Самое же удивительное заключалось в том, что солдат – писал. Сочинял. До тихого ужаса похожий на Николая Островского, а еще больше – на саму смерть, принявшую по чьему-то недосмотру не женское, а мужское обличье, недвижный, отощавший до того, что кости светились сквозь кожу, как на рентгеновском снимке, он часами ждал сердобольных старушек-соседок даже не с чайной ложечкой и пакетом кефира, а с тетрадкой и карандашом.
Тетрадка и карандаш были переходящими. Бабки подходили со снедью, а солдат печальным кутузовским глазом указывал им на тетрадь и карандашик, лежавшие возле него на тумбочке. Бабки вооружались очками и, мучительно припоминая орфографию – до пунктуации дело не доходило, – записывали то, что диктовал им сосед.
Солдат сочинял детскую книжку – о мальчишках предвоенного Сталинграда, о том, как, поначалу сбывшейся грезой, ворвалась война в их родной город, а потом, смертью и болью, и в их души. Солдат торопился – бабки не поспевали за ним.
Как ни странно, книжка получалась смешной: в ней действовали люди, шпионы и просто попугаи ара, передававшие мальчишкам шпионские тайные разговоры.
«Комсомольская правда» напечатала Сергеев репортаж под названием «Сигнальщик из 42-го» – о некогда юном сигнальщике Евгении Лесникове, который и сейчас, будучи неизлечимо больным, о чем-то отчаянно сигналит, сокровенном, из сороковых в семидесятые.
Реакция на публикацию была оглушительной. Воронин лично навестил солдата, раздобыл ему огромный, днепропетровского (почти как допетровского) производства магнитофон с дистанционным управлением – несколько пальцев на правой руке у Евгения Дмитриевича пока еще, слава богу, чуть-чуть двигались – прислал к нему пионервожатых с пионерами.

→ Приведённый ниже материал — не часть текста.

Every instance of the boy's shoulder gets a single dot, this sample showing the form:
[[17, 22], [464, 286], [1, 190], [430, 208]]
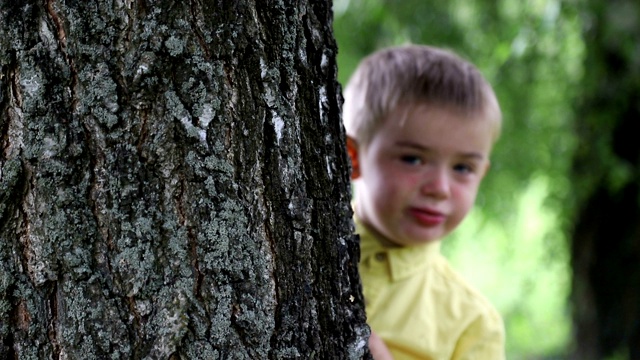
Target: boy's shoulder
[[449, 283]]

Когда Сергей в следующий раз зашел к своему герою, он героя не узнал: вымытый, выхоленный, лежал тот на высоко взбитых, накрахмаленных подушках, статная белолицая красавица с повязанным набок, на манер яркой косыночки, галстуком вдохновляла его в качестве сидящей, с лирой, у изголовья музы – Сергей аж задохнулся от восхищения: муза имела чудные, полновесные формы наяды, бог знает с какой глубины вынырнувшей посреди холостяцкой коммуналки.
– Лучшая пионервожатая города! – подмигнул, удовлетворенно заметив Серегино ошеломление, засиявшим вдруг, словно и его отмыли, ласковым ртом отдышали, глазом враз помолодевший, подобравшийся под простынями фронтовик.
– Лучшая пионервожатая города… – улыбчиво повторила, представляясь и вставая со стула в полный, тоже полномерный, как и у ее белотелых гипсовых товарок в тогдашних городских парках, рост – и протянула ладонь лодочкой.
Сергей смущенно принял прохладный дар: господи, да у нее смеются не только голубые-голубые, почти бирюзовые, но и пальцы с твердыми, в тон галстуку, лакированными лепестками на концах посмеиваются тоже – мелким таким, нежно шевелящимся, отдаваясь где-то под ложечкой, смешком.
– …лучшему корреспонденту лучшей газеты – салют! – пальцы, сомкнувшись, встали по стойке смирно над белокурой чалмой, невесомо осенявшей чистый и тоже, наверное, соблазнительно прохладный в эту невыносимую волгоградскую жару лоб.
– А вы откуда меня знаете?
– Городская знаменитость, кто же вас не знает?
– Ну да, – улыбнулся Сергей, – как городского сумасшедшего.
Пионеры, помогавшие на кухне, – солдатской посуды на всех явно не хватало, и ребята драили чашки на всю ошалевшую от такой нежданной известности квартиру – были потихонечку, гуськом выпровожены на улицу, по домам (можно подумать, они так и помчались туда – делать уроки), а прохладными руками старшей пионервожатой в комнатке Евгения Дмитриевича был сервирован табурет – с шампанским, с графинчиком, огурчиками-помидорчиками, деревенским салом (оказывается, лучшие пионервожатые родом оттуда же, откуда и лучшие корреспонденты сельского отдела «Комсомольской правды») – и придвинут вплотную к кровати больного, который на несколько минут даже показался выздоравливающим.